Verizon's study also found a 50 percent increase in ransomware attacks over the previous year. More than half of the data breaches analyzed used malware, with ransomware becoming the fifth-most commonly used variety.

The top three industries targeted by data breaches were financial services, healthcare and the public sector, representing 25 percent, 15 percent and 12 percent of the breaches reviewed, respectively, according to the report.

The study also found that nearly 7 in 10 healthcare threat actors were inside the targeted organization. 


Large organizations are not the only focus — more than 60 percent of the victims analyzed in the latest report were businesses with less than 1,000 employees.

Unsurprisingly, the study also shows that lax security practices are a major vulnerability for businesses. More than 8 in 10 of the hacking-related breaches involved the use of stolen or weak passwords.

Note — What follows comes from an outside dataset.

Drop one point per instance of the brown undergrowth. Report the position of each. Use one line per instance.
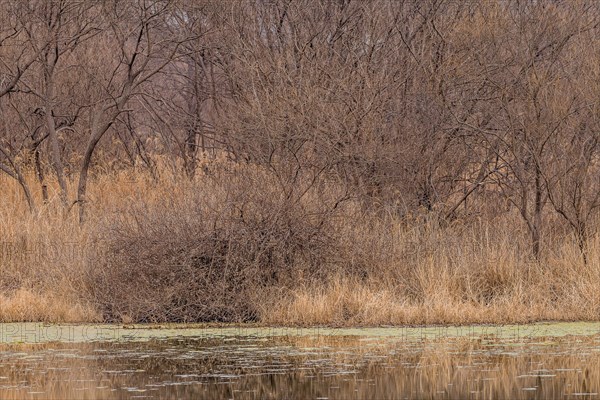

The report, which includes a number of takeaways for specific industries, draws on collective data of breaches and incidents investigated by Verizon or its 65 partner organizations globally. 

“The cybercrime data for each industry varies dramatically,” Bryan Sartin, the executive director of Global Security Services at Verizon Enterprise Solutions, said. 

“It is only by understanding the fundamental workings of each vertical that you can appreciate the cybersecurity challenges they face and recommend appropriate actions.” 

“Our report demonstrates that there is no such thing as an impenetrable system, but doing the basics well makes a real difference,” he said. “Often, even a basic defense will deter cybercriminals who will move on to look for an easier target.”